It is a row that is now the subject of a police investigations. The mother reported the case that is booked under OB No /1O/16/05/2024 at Matangi Police Post, Juja sub-County in Kiambu.

Seeking refund

She is seeking a refund and prosecution of Wanjiku.

''We want the prosecution of Julian Wanjiku Maina and a refund of the money we paid her for promising my sons fake jobs,'' Nduta told the Nation in an interview last week.

But how were the two brothers duped?

A trail of money transfers seen by the Nation shows Wanjiku Sh400, 000 received from Nduta in four instalments between March and April.

On March 30, Nduta paid her Sh50,000, Sh120,000 on April 16, Sh130,000 on April 22 and Sh100,000 on April 24.

Wanjiku confirmed to the Nation that she received the money from Nduta, which was meant to secure supermarket jobs for the latter’s two sons.

The politician explained that she was just a link between the family and a job fixer in Dubai.

'Just a link'

Nduta said she should not be blamed for Kimanga’s death.

''Yes, it is true I received the money from Nduta but I was just a link between the family and my contact in Dubai,’’ Wanjiku told the Nation last week.

But she declined to respond to questions as to why the two brothers left on a visitor’s visa, without work visas or contracts for the promised jobs.

She also did not show proof of arranged accommodation. 

''The blame should not be put on me. About the death, he died of alcoholism after he arrived in Dubai,” Wanjiku claimed.

“I cannot discuss much unless you talk to my lawyer,’’ she responded when probed further, including her failure to undertake due diligence on the job offers, whether she would refund the Sh400, 000 and compensate the family.

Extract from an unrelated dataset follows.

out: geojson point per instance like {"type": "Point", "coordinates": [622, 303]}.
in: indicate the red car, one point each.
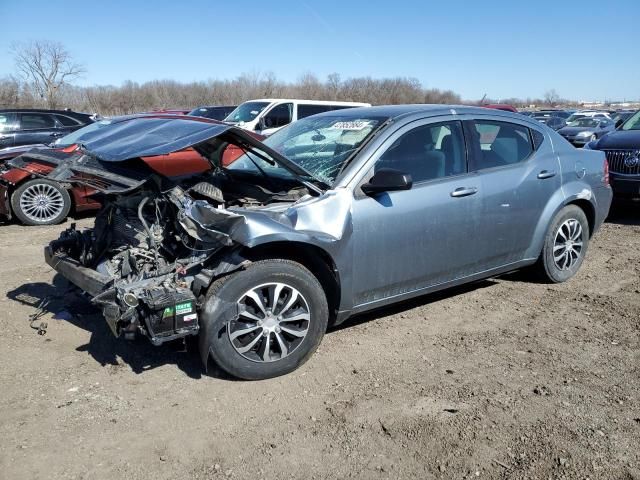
{"type": "Point", "coordinates": [35, 200]}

Mwangi returned to Kenya with her brother’s body on May 28. The family paid Sh670, 000 to transport the body. Kimanga was buried on June 5.

John Waiganjo had also fallen for the allure of his neighbours leaving the country for greener pastures.

Wired Sh110,000 

Waiganjo wired Sh110, 0000 to Wanjiku on May 18.

He, too, had been promised a supermarket job and free accommodation in Dubai, documents in our possession show.

The Sh110,000 was for visa and air ticket fees.

Excited at the prospects of a job overseas, although he had not bothered to seek a contract, Waiganjo shared the copy of his visa and air ticket with a friend.

But the friend told him the documents were fake.

Doubting that a family friend could have defrauded them, they cross-examined the documents with travel agents in Nairobi who confirmed they were fake.

The family of Waiganjo reported Wanjiku to Kimunyu Police Station. The incident was booked under OB Number 8/15/5/ 2024. Fearing arrest, Wanjiku refunded the money.

Escaped arrest

''I am lucky I got my money back and escaped arrest at the airport because I would have turned up at the immigration desk with fake documents unawares. I am also lucky because I did not make it to Dubai; I don’t know what would have happened to me,’’ Waiganjo told the Nation.

Wanjiku acknowledged she received the money from Waiganjo, which she refunded at the police station.

She blamed a person she said was assisting her with the visa application for the bogus documents.

Reports indicate more jobless Kenyans paid Wanjiku for jobs that never were.

Sh600m scam

Desperate jobseekers continue to fall prey to overseas job rackets.

In April, the Nation exclusively reported how a pastor had scammed 4,000 job seekers Sh600 million by promising them jobs in Europe and the US.

Prospective job seekers paid between Sh100,000 to Sh140,000 ostensibly for caregiver and hotelier jobs.

But the victims not only lost the money but some were also slapped with visa bans by Canada after it emerged falsified documents had been used to support their visa applications.

Police are still investigating the case.